Postinor-2 is a widely used emergency contraceptive that should contain 0.75mg of levonorgestrel. The genuine product is manufactured by Gedeon Richter.
In August 2015, the Uganda National Drug Authority notified World Health Organization (WHO) of the seizure of falsified Postinor-2 discovered in Kampala, Uganda. All packs reported bear the same batch number and expiry/manufacturing dates.
The details of the product are as follows:
Product Name: Postinor-2
Batch Number: T38012
Manufacturing Date: 08 2013
Expiry Date: 08 2018
There is a non-useable white “scratch area” on the reverse side of the pack. The packaging is in English, French and Spanish languages.

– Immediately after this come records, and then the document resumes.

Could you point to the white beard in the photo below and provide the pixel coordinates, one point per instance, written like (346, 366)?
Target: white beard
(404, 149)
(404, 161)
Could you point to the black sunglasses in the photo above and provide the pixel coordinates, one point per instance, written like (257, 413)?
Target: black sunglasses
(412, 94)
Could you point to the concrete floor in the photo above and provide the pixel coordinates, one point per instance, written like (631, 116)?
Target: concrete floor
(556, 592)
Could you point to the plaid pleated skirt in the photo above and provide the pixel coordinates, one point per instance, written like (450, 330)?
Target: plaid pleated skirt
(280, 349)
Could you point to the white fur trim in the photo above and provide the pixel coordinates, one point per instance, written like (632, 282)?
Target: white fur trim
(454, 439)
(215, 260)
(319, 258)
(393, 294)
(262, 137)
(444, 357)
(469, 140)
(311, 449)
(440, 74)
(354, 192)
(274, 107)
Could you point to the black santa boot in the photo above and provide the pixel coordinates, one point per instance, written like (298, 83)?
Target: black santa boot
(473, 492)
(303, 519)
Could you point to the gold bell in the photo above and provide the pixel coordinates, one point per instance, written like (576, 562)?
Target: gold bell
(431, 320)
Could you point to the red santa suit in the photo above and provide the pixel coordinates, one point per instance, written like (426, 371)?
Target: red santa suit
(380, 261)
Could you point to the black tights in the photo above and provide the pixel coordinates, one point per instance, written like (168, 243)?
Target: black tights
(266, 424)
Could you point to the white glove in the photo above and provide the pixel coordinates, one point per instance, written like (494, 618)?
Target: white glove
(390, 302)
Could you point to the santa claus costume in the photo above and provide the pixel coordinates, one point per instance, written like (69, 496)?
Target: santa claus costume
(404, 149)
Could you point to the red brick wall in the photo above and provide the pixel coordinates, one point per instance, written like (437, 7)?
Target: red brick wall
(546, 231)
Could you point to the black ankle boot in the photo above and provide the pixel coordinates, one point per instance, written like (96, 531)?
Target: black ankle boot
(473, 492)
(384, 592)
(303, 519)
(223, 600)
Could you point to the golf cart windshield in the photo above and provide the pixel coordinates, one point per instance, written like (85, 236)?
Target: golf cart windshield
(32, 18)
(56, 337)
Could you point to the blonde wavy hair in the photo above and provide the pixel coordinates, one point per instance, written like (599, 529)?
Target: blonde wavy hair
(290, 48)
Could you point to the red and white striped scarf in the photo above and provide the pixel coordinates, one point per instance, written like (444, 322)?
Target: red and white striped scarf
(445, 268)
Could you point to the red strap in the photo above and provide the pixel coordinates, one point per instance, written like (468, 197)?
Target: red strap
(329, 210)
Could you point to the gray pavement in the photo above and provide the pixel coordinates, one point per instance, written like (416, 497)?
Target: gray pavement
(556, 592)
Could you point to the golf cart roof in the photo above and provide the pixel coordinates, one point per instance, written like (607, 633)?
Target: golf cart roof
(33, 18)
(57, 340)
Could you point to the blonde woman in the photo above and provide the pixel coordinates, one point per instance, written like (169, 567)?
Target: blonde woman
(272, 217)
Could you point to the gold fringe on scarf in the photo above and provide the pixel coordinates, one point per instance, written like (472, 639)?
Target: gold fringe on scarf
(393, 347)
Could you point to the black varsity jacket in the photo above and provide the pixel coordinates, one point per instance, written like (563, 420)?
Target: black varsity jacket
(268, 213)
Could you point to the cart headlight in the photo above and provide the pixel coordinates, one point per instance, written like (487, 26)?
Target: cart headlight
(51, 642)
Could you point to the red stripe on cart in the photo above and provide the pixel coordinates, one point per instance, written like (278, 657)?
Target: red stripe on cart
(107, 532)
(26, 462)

The batch number and manufacturing/expiry dates relate to a genuine batch of Postinor-2. Laboratory analysis has shown that the product contains zero active pharmaceutical ingredient. Furthermore, the manufacturers of genuine Postinor-2 have confirmed the packaging is falsified.
Please refer to the following website in WHO for details:
http://www.who.int/../Alert5_2015_FalsifiedPostinor_EN.pdf?ua=1
In Hong Kong, Postinor-2 Tab 0.75mg (HK-49747) is a pharmaceutical product registered by Mekim Ltd (Mekim) and manufactured by Gedeon Richter PLC. It is a prescription-only medicine. So far, the Department of Health (DH) has not received any adverse drug reaction case related to the product. As confirmed with Mekim, the affected batch (T38012) has not been imported into Hong Kong. The registered packing of the product is also different from that of the falsified product. DH will remain vigilant on the update of the incident.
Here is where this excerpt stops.